The Commission is due to rule on the rival merger of Vivendi with Canada's Seagram tomorrow, and is expected to take a close look at the remaining link between Vivendi and AOL in France. Monti's spokeswoman Amelia Torres said AOL and Time Warner had offered to resolve the problems caused by their link to Bertelsmann during the Commission's initial one-month probe of the deal.

But she said guarantees given at the time were insufficient to satisfy the Commission, particularly given the obvious links with the planned EMI/Warner Music venture.

That deal was abandoned last Thursday and this, plus the end of the structural link with Bertelsmann, addressed remaining competition concerns.

"With Europe's largest media company (Bertelsmann), particularly its leading music unit BMG, free to compete alone, the Commission concluded that AOL Time Warner would not have the critical mass in terms of music publishing rights to dominate the market,'' the Commission said.

For its part Bertelsmann declined to comment on the European Commission's decision, saying it was not involved in the case.

Bertelsmann said in March it would sell its 50 percent stake in its AOL Europe joint venture and divest its holding in the French joint venture AOL Compuserve.

At the same time, it announced a $250 million agreement to sell content through AOL over the next four years.

Bertelsmann's forced withdrawal from the venture in the wake of the AOL/Time Warner deal has focused attention on potential acquisition targets in Europe and the US.

The cash-rich group, which has some 30 billion marks (US$13.38 billion) to spend, has made no secret of its ambitions to expand in both e-commerce and providing online content.

Press reports earlier this month suggested that Bertelsmann was assessing the possibilities of its BMG music business combining with EMI, after EMI and Warner Music withdrew their own merger plan to create the world's largest music business in the face of EC regulatory objections. Meanwhile AOL and Time Warner said in a statement they were confident the US authorities would follow the Commission's lead in clearing what is the biggest ever US merger so that the deal could be closed this autumn.

The deal is still awaiting Federal Trade Commission (FTC) and Federal Communications Commission approval. Both agencies are expected to make a ruling in the coming weeks.

One of the FTC's key concerns is that the combined company would dominate high-speed cable lines in cities where number two US cable provider Time Warner operates cable TV systems.

The FTC wants the companies to let rivals have access to Time Warner's cable pipeline and the agency may make its approval conditional on open access.
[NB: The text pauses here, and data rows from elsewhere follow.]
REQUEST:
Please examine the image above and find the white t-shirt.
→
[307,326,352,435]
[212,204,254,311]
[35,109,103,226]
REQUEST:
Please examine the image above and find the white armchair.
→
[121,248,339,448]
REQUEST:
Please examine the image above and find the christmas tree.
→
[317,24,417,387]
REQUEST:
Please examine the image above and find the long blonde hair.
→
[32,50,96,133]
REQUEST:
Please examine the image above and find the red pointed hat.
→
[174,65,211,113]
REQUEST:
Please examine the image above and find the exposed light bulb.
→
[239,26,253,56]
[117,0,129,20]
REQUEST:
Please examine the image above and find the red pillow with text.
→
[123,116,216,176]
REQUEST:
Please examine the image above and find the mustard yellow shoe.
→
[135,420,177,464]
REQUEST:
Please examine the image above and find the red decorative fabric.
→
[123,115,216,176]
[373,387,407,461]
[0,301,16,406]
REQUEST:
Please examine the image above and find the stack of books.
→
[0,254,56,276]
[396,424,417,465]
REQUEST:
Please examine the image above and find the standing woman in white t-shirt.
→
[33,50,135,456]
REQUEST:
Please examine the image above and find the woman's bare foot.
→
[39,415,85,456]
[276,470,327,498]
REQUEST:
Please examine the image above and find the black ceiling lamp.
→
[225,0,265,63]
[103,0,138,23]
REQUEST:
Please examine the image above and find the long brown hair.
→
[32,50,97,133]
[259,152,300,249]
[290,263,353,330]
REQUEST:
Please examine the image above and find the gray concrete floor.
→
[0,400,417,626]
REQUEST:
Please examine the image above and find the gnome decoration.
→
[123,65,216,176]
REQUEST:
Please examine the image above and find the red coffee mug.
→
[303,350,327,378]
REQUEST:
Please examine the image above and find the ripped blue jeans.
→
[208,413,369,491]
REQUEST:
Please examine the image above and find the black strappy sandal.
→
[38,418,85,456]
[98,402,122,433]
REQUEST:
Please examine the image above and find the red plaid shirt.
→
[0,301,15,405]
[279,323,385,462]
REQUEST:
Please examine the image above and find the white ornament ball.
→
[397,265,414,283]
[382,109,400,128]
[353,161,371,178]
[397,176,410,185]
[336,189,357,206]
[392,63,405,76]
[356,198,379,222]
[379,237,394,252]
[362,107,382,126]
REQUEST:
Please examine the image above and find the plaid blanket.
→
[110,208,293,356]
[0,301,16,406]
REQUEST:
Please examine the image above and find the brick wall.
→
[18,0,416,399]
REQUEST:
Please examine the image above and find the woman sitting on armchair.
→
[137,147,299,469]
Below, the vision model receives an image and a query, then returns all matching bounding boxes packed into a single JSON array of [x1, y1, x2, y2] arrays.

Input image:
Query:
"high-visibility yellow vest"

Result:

The FCC must also determine whether the transfer of Time Warner's broadcast licences is in the public interest.

EC Commissioner Monti's investigation concluded that rival companies' fears that the new group would dominate the European broadband access market were unfounded.

The Commission also dismissed fears that new entity could dominate the market for Internet paid-for content other than music, concluding that Time Warner's video content was not dominant on this side of the Atlantic.

An independent monitor will be appointed to ensure the relationship between AOL and Bertelsmann is kept at arm's length until the link is broken and in particular to ensure that Bertelsmann's music is not available online exclusively through AOL or formatted in a proprietary format that is playable exclusively on AOL's Winamp music player.